Friday, September 14, 2012

the best and worst thing about being pregnant (hint: it's the same thing)

I think about it when my shoes are hitting the pavement -- when I'm running up that hill or through that long stretch of sun.

I think about how they say you can totally exercise up to the level of intensity that you did before you were pregnant.  "Up To" must be the key words here, because I'm a pretty athletic, agile person, and there's no way I can exercise at the level of intensity that I did before I was pregnant.  If you are one of those women who can, I would love to know who you are, because right now, I'm not sure they exist.

And I know it's normal to huff and puff a little bit more; I know it's normal to stop and rest and little bit more; I know it's normal to have to pace myself a little bit more.  It's normal, but it doesn't mean I like it.


Because I'm not in control.

And that's the worst thing about being pregnant.

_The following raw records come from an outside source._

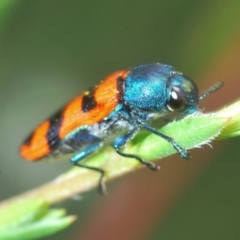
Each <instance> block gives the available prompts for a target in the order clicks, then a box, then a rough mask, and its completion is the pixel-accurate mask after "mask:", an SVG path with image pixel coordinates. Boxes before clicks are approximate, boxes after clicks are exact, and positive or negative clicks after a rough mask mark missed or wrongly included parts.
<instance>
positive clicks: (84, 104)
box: [81, 91, 97, 112]
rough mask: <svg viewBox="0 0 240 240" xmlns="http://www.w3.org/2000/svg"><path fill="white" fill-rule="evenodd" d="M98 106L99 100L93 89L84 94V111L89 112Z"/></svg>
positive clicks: (82, 110) (82, 107) (82, 103)
mask: <svg viewBox="0 0 240 240" xmlns="http://www.w3.org/2000/svg"><path fill="white" fill-rule="evenodd" d="M96 106H97V102H96V101H95V99H94V93H93V91H89V92H87V93H86V94H84V95H83V100H82V109H81V110H82V111H83V112H89V111H91V110H92V109H94V108H95V107H96Z"/></svg>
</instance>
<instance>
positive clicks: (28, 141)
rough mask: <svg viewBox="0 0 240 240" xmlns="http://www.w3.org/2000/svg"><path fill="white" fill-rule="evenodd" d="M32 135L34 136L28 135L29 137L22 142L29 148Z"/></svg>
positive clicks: (26, 138) (30, 134)
mask: <svg viewBox="0 0 240 240" xmlns="http://www.w3.org/2000/svg"><path fill="white" fill-rule="evenodd" d="M33 134H34V132H33V133H32V134H30V135H29V136H28V137H27V138H26V139H25V141H24V142H23V143H24V144H25V145H27V146H30V144H31V141H32V137H33Z"/></svg>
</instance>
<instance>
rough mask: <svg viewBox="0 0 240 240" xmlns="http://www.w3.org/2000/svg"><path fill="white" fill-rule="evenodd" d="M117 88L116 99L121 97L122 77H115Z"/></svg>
mask: <svg viewBox="0 0 240 240" xmlns="http://www.w3.org/2000/svg"><path fill="white" fill-rule="evenodd" d="M117 90H118V96H117V97H118V100H119V101H120V100H121V99H122V96H123V93H124V79H123V78H122V77H118V78H117Z"/></svg>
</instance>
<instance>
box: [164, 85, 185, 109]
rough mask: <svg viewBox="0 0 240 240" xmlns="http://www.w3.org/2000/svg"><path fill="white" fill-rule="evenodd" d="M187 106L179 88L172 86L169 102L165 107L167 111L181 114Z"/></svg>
mask: <svg viewBox="0 0 240 240" xmlns="http://www.w3.org/2000/svg"><path fill="white" fill-rule="evenodd" d="M187 105H188V104H187V98H186V94H185V93H184V92H183V91H182V90H181V89H180V88H179V87H176V86H174V87H173V88H172V90H171V96H170V100H169V103H168V105H167V106H168V108H169V110H170V111H178V112H181V111H182V110H184V109H185V108H186V106H187Z"/></svg>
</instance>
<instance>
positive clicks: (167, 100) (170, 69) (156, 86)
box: [123, 63, 199, 117]
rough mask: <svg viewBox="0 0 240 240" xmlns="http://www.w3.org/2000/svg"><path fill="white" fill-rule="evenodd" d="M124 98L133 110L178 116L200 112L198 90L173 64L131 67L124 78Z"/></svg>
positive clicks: (149, 65) (190, 80)
mask: <svg viewBox="0 0 240 240" xmlns="http://www.w3.org/2000/svg"><path fill="white" fill-rule="evenodd" d="M123 100H124V102H125V103H127V104H128V105H130V106H132V107H133V108H135V109H141V110H144V111H146V112H151V113H163V114H167V113H169V112H171V111H176V112H178V113H179V114H180V117H183V116H186V115H189V114H192V113H194V112H197V111H199V106H198V89H197V86H196V84H195V83H194V82H193V81H191V80H190V79H189V78H187V77H185V76H183V75H182V74H181V73H180V72H177V71H176V70H175V69H174V68H173V67H171V66H169V65H164V64H160V63H155V64H149V65H142V66H138V67H136V68H133V69H132V70H131V71H130V72H129V74H128V76H127V77H126V80H125V91H124V95H123Z"/></svg>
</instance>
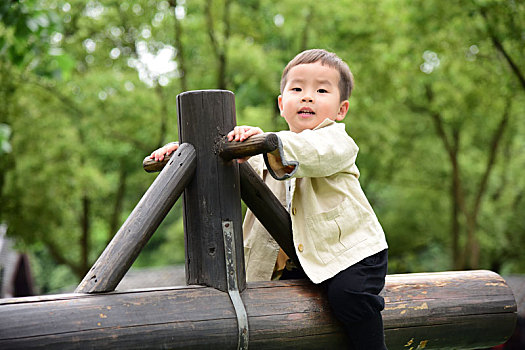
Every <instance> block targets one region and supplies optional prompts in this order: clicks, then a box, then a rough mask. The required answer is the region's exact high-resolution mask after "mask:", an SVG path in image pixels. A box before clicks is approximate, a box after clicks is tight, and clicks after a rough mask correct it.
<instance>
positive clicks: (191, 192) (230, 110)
mask: <svg viewBox="0 0 525 350" xmlns="http://www.w3.org/2000/svg"><path fill="white" fill-rule="evenodd" d="M177 111H178V118H179V140H180V142H187V143H191V144H192V145H193V146H194V147H195V150H196V153H197V169H196V171H195V177H194V178H193V181H192V182H191V183H190V184H189V185H188V186H187V187H186V189H185V191H184V237H185V247H186V280H187V283H188V284H202V285H207V286H210V287H214V288H217V289H219V290H221V291H227V290H228V283H227V282H228V280H227V273H226V264H225V261H226V260H225V259H227V258H228V257H227V256H226V255H225V247H224V236H223V234H224V232H223V224H224V223H225V222H228V229H229V230H230V229H232V228H231V226H229V225H233V238H234V239H233V242H234V245H235V250H236V252H237V254H235V261H233V266H234V269H235V271H236V275H237V283H238V289H239V290H240V291H242V290H243V289H244V288H245V287H246V277H245V272H244V254H243V253H242V252H243V243H242V227H241V225H242V213H241V204H240V203H241V202H240V198H241V197H240V184H239V167H238V164H237V162H234V161H231V160H223V159H222V158H221V157H219V154H218V153H219V144H220V142H221V141H222V140H223V138H224V137H225V136H226V134H227V133H228V132H229V131H231V130H232V129H233V128H234V127H235V125H236V120H235V98H234V95H233V93H232V92H231V91H225V90H204V91H189V92H184V93H182V94H180V95H178V96H177Z"/></svg>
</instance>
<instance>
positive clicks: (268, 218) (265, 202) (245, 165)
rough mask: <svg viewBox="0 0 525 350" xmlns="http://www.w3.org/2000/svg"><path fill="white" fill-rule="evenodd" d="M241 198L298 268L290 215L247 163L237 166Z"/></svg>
mask: <svg viewBox="0 0 525 350" xmlns="http://www.w3.org/2000/svg"><path fill="white" fill-rule="evenodd" d="M239 169H240V172H241V197H242V200H243V201H244V203H246V205H247V206H248V208H250V210H251V211H252V212H253V213H254V214H255V216H256V217H257V219H258V220H259V221H260V222H261V224H262V225H263V226H264V228H265V229H266V230H267V231H268V232H269V233H270V235H271V236H272V237H273V239H275V241H276V242H277V243H278V244H279V246H280V247H281V248H282V250H284V252H285V253H286V254H287V255H288V257H290V258H291V259H292V260H293V261H294V262H295V264H296V266H300V264H299V259H298V258H297V254H296V252H295V248H294V244H293V237H292V220H291V219H290V214H289V213H288V212H287V211H286V209H285V208H284V207H283V205H282V204H281V202H279V200H278V199H277V197H275V195H274V194H273V192H272V191H271V190H270V189H269V188H268V186H266V184H265V183H264V182H263V181H262V179H261V177H260V176H259V175H258V174H257V173H256V172H255V171H254V170H253V168H252V167H251V166H250V165H249V164H248V163H242V164H239Z"/></svg>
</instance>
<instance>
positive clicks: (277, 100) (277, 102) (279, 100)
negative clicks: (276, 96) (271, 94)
mask: <svg viewBox="0 0 525 350" xmlns="http://www.w3.org/2000/svg"><path fill="white" fill-rule="evenodd" d="M277 104H278V105H279V111H280V112H281V116H282V115H283V96H282V95H279V96H278V97H277Z"/></svg>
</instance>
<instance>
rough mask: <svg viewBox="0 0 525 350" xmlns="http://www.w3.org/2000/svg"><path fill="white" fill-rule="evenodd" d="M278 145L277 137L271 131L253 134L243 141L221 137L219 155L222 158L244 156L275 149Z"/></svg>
mask: <svg viewBox="0 0 525 350" xmlns="http://www.w3.org/2000/svg"><path fill="white" fill-rule="evenodd" d="M278 146H279V138H278V137H277V135H275V134H273V133H265V134H260V135H254V136H252V137H250V138H248V139H246V140H245V141H242V142H238V141H231V142H228V140H226V139H223V140H222V141H221V142H220V143H219V155H220V156H221V157H222V158H223V159H224V160H231V159H235V158H244V157H249V156H254V155H256V154H261V153H269V152H272V151H275V150H276V149H277V147H278Z"/></svg>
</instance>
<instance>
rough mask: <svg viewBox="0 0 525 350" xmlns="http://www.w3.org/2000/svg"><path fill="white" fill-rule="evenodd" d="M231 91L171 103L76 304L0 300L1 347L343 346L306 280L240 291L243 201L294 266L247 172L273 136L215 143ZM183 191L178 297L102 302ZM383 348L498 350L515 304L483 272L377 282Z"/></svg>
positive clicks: (83, 282)
mask: <svg viewBox="0 0 525 350" xmlns="http://www.w3.org/2000/svg"><path fill="white" fill-rule="evenodd" d="M234 106H235V101H234V95H233V93H231V92H229V91H222V90H206V91H190V92H186V93H182V94H180V95H179V96H177V109H178V122H179V124H178V125H179V139H180V142H181V146H180V148H179V149H178V150H177V151H176V152H175V153H174V154H172V156H171V157H170V159H169V161H167V162H165V163H166V164H158V163H155V162H150V161H148V160H147V159H145V162H144V166H145V168H146V169H147V170H155V169H156V170H160V169H161V168H163V169H162V171H161V173H160V174H159V175H158V177H157V178H156V179H155V181H154V182H153V184H152V185H151V186H150V188H149V189H148V191H147V192H146V193H145V194H144V196H143V197H142V199H141V200H140V201H139V203H138V204H137V206H136V207H135V209H134V210H133V212H132V213H131V214H130V216H129V217H128V219H127V220H126V222H125V223H124V224H123V225H122V227H121V228H120V230H119V231H118V233H117V234H116V235H115V237H114V239H113V240H112V241H111V242H110V244H109V245H108V247H107V248H106V249H105V250H104V252H103V253H102V254H101V256H100V257H99V259H98V260H97V261H96V262H95V264H94V265H93V267H92V268H91V270H90V271H89V272H88V274H87V275H86V276H85V278H84V279H83V280H82V282H81V283H80V285H79V286H78V288H77V289H76V291H75V293H73V294H60V295H50V296H40V297H26V298H11V299H0V349H36V348H42V349H44V348H45V349H147V348H152V349H160V348H162V349H207V348H215V349H235V348H237V349H247V348H248V346H249V348H250V349H339V348H344V346H345V345H344V344H345V338H344V335H343V332H342V329H341V327H340V325H339V324H338V322H337V321H336V320H335V319H334V318H333V317H332V315H331V312H330V309H329V307H328V305H327V303H326V301H325V297H324V295H323V290H322V289H321V288H320V287H319V286H317V285H314V284H312V283H310V282H308V281H303V280H295V281H294V280H292V281H273V282H257V283H246V279H245V272H244V255H243V247H242V232H241V220H242V217H241V216H242V215H241V206H240V199H241V198H242V199H243V200H244V202H245V203H246V205H247V206H248V207H249V208H250V209H251V210H252V211H253V212H254V214H255V215H256V216H257V218H258V219H259V220H260V221H261V223H262V224H263V225H264V226H265V227H266V228H267V230H268V231H269V232H270V234H271V235H272V236H273V237H274V239H275V240H276V241H277V242H278V243H279V245H280V246H281V247H282V248H283V250H284V251H285V252H286V253H287V254H288V256H290V257H291V258H292V259H294V260H296V261H297V256H296V254H295V249H294V245H293V240H292V234H291V221H290V217H289V215H288V213H287V212H286V210H285V209H284V208H283V207H282V205H281V204H280V203H279V201H278V200H277V198H275V196H274V195H273V194H272V193H271V191H270V190H269V189H268V188H267V187H266V185H265V184H264V183H263V182H262V180H261V179H260V178H259V177H258V175H257V174H255V172H254V171H253V169H251V168H250V166H249V165H247V164H241V165H240V166H239V165H238V164H237V163H236V162H234V161H232V159H233V158H237V157H243V156H247V155H254V154H258V153H263V152H270V151H272V150H274V149H275V147H276V145H277V143H276V142H277V140H276V137H275V135H273V134H264V135H260V136H258V137H253V138H251V139H249V140H248V141H246V142H243V143H236V142H231V143H230V142H225V138H224V136H225V135H226V133H227V132H228V131H230V130H231V129H233V127H234V126H235V124H236V122H235V107H234ZM182 193H184V196H183V197H184V198H183V200H184V203H183V205H184V235H185V248H186V279H187V284H188V286H183V287H173V288H163V289H145V290H133V291H115V288H116V287H117V285H118V283H119V282H120V280H121V279H122V278H123V276H124V275H125V273H126V272H127V271H128V269H129V268H130V266H131V265H132V263H133V261H134V260H135V259H136V257H137V256H138V254H139V253H140V251H141V249H142V248H143V247H144V245H145V244H146V242H147V241H148V240H149V238H150V237H151V235H152V234H153V233H154V231H155V230H156V229H157V227H158V226H159V224H160V222H161V221H162V219H163V218H164V217H165V216H166V214H167V213H168V211H169V210H170V209H171V207H172V206H173V204H174V203H175V201H176V200H177V198H179V197H180V195H181V194H182ZM382 295H383V296H384V298H385V301H386V308H385V310H384V311H383V319H384V327H385V335H386V342H387V346H388V348H389V349H391V350H393V349H412V350H415V349H476V348H484V347H489V346H493V345H497V344H501V343H503V342H504V341H505V340H506V339H508V337H510V335H511V334H512V332H513V330H514V326H515V323H516V318H517V314H516V310H517V308H516V302H515V299H514V296H513V294H512V292H511V290H510V288H509V287H508V286H507V284H506V283H505V281H504V280H503V279H502V278H501V277H500V276H499V275H498V274H496V273H494V272H490V271H456V272H440V273H421V274H404V275H389V276H387V280H386V286H385V289H384V290H383V292H382Z"/></svg>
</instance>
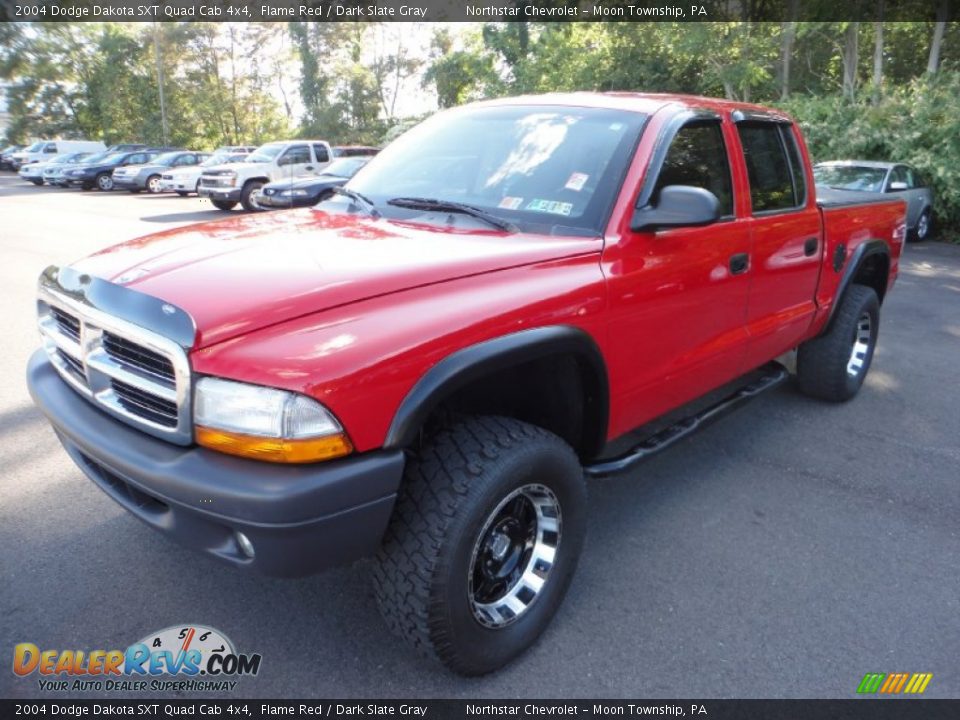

Photo from Flickr by h.koppdelaney

And in some ways, it's just as frustrating as the last time to come to this reality -- to accept my limits as an athlete, as a mother, as a cook, as a wife, as a cleaner, as a child of God.  In all areas, I cannot push myself the way I did before I was pregnant.  I have to say no to some workouts.  I have to put on Sesame Street some mornings.  I have to put the veggies aside for a few months in order to eat something.  I have to take a nap instead of spending an afternoon with my husband.  I have to let the house go to shambles a little bit more than I'd like.  And I have to admit that God is in control.

And that's the best thing about being pregnant.

The whole process centers on the beautiful reality that nothing is in my hands -- not this little life whom I have yet to meet, not my daughter, not my own life.  I have responsibilities, yes -- but ultimately, God is and has always been the One conducting the symphony here.

In general, I would say that this pregnancy has been slightly more difficult physically, but worlds better mentally.  Because mentally, I knew what to expect.  Last time, God taught me in leaps and bounds how much fake control I had to relinquish, and I've carried that every day of being a mom.  So this time, before I even got pregnant, I knew what I was getting into.

It's still hard.  It's still frustrating.  It's still discouraging.

But also it's beautiful.  Exciting.  Life-giving (quite literally).

So as I have to stop myself on a run for the fourth or fifth time, I call upon the Lord and ask Him for the strength to accept my limitations -- physically, emotionally, and spiritually.

And I thank Him for the opportunity to carry life and (re-)learn that life is His to give and take away -- that I am not in control.

  • How have you learned to accept your limitations?
  • When was a time that God taught you that you are not in control of your life?